Suzannah Herbert: I didn’t know what was going to happen and a lot of times when you’re raising money and trying to get people on board, people want to know, “Well, what’s the narrative? And it’s sometimes really hard for directors because we don’t know. But I was most surprised with just how much did happen by turning on the camera and witnessing people’s everyday lives and the tours that we were taking and just the amount of incredible work that’s happening in Natchez. The people who are doing it is really something to behold and gives me inspiration and hope for where we are in this country right now.

Darcy McKinnon: For me, it was the absolute confidence in their own position of some of the folks in town. We talk about this a lot in Q & As and it’s made me really understand a thing that as someone Gen X, I’m the oldest person on our team, but I’m one of the younger people in Natchez when we go there and I didn’t understand the depth of emotional need that the folks in Natchez have to tell this story. There’s a certain group of people who do this and it is all for the performance. It’s how they they keep their home together. But there’s a lot of people in Natchez who haven’t spent great time outside of Natchez, but cannot imagine that the story that they were told their whole lives is not true, so there’s a real need to stick in that story.

It’s been fascinating to see the rollout of this ahead of being available more widely on PBS. Your theatrical run really concentrated on the South rather than the coasts where most documentaries have a fairly traditional rollout before moving inward. What was it like to figure out? From what I understand, it’s been a major success.

Darcy McKinnon: Yeah, I think because we had PBS support during production of the film, we already were in a position to know that our rights and territories were going to be carved up and that was actually a real positive in this instance. It’s an incredibly challenging market right now and it was really to a certain degree being on PBS and and knowing that broadcast rights were taken, we didn’t even have the ability to consider at that point a global streaming deal, which would have lifted our theatrical rights.

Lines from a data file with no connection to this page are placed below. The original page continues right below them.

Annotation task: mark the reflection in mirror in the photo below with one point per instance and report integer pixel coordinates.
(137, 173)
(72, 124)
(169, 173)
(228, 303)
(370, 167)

So we were able to partner with Oscilloscope, who has been amazing, and Cinephil for our International and that’s been really actually really effective for the film.

I think it’s been a combination of luck, the quality of the film and the fact that the film spawns conversation and a lot of old-fashioned impact or outreach organizing. Suzannah did tons of outreach. We had Pablo cut our trailer, which went viral on multiple platforms. People wanted to talk about it. And that was really a lesson to both Suzannah and I about how powerful social media is. Sometimes as doc filmmakers, we act like it’s separate from content and I think it’s not and shouldn’t be because that’s where people are getting information. It’s been a lot of elbow grease on our end, some actual luck and a film that is really inspiring in conversation and a sense of where we knew the conversations were going to be most resonant, which is in the American South.

Suzannah Herbert: Yeah, we’re so grateful for the audiences who have come out and the people who have watched the film multiple times in theaters. I hear about it all the time, the Southerners who come out all over the country. It’s been really fulfilling to witness. We worked with Oscilloscope, who also distributed my first film, “Wrestle” and they’re such a brilliant team of ten who really put in the work and tailor each release to what they think audiences will gravitate towards. And we were really adamant about wanting to play in in Southern towns, not just the big hubs, and they were all for that and really put in the effort to connect with those independent arthouse theaters. Then we’re thrilled PBS and ITVS was the first organization to really believe in the film pretty early on. This film would not be possible without PBS and ITVS, so we’re very grateful to that public media support and we’re excited that the film is going to be available to millions and millions of Americans for free.

“Natchez” premieres on Independent Lens on PBS on May 11th and available thereafter on the PBS app and YouTube.